Egli mi rispose che quelle erano le anime di coloro che avevano deciso di donare il fuoco della conoscenza ai piccoli e perciò, al pari di Prometeo, erano destinate a essere tormentate dagli uccelli e a portar pesi come Sisifo.
Perché anche il piacere di trasmettere conoscenza –egli aggiunse- è figlio dell’affanno.
Riguardai verso riva e scorsi un’altra animella. Che se ne stava in disparte. Ed era così rimpicciolita che pareva un essere diverso.
Allora mi rigirai verso il mio nocchiero e gli chiesi chi fosse quell’essenza.
Ed egli mi disse:
- Sei tu, che a poco a poco vai lasciando questa riva per raggiungere quella opposta- e mi indicò col dito la spiaggia di fronte dove già si scorgevano persone.
Riguardai il mio nocchiero e i suoi diversi sembianti nei quali riconobbi i volti dei miei Superiori e di altre persone con le quali avevo condiviso in precedenza il mio cammino.
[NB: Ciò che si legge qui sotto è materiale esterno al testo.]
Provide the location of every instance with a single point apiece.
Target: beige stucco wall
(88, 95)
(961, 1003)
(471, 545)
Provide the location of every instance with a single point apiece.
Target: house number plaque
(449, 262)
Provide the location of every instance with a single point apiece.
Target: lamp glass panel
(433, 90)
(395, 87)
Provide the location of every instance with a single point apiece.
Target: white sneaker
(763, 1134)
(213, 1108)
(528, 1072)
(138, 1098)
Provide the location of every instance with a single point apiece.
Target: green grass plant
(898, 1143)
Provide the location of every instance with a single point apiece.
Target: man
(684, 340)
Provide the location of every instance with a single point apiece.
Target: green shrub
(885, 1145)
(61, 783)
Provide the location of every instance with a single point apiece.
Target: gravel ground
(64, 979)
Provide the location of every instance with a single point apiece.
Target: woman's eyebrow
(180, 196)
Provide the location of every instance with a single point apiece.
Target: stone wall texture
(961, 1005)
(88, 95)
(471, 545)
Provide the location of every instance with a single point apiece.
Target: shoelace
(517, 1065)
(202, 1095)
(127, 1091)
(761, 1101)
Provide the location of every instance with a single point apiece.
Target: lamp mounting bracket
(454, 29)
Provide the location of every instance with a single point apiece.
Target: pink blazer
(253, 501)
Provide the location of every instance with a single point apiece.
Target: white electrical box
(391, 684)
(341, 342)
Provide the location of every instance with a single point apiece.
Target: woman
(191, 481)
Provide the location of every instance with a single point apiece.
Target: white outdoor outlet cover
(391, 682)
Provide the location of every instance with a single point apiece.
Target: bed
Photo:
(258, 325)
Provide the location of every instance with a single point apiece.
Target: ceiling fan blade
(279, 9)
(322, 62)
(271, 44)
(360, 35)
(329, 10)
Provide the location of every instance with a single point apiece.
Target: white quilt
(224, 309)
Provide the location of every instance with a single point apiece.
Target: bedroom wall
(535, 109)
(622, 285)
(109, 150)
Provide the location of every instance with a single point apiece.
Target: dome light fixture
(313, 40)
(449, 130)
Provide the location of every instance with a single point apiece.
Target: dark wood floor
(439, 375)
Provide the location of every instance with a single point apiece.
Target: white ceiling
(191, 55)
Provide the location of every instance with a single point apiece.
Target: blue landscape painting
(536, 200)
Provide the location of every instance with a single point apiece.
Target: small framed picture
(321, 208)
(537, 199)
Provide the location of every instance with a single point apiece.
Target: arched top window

Non so se volsi il capo per osservare ancora l’animella che andava sempre più assottigliandosi, discosta dalle altre, o invece mi misi a guardare la sponda dove mi stava per condurre col suo remo il timoniere esperto perché, all’improvviso, mi svegliai.
O forse ero giunta a un punto in cui non mi era più permesso di vedere… trattandosi ormai di cose future.

AI MIEI COLLEGHI CON AFFETTO E CHIEDENDO VENIA PER LE MIE MANCANZE!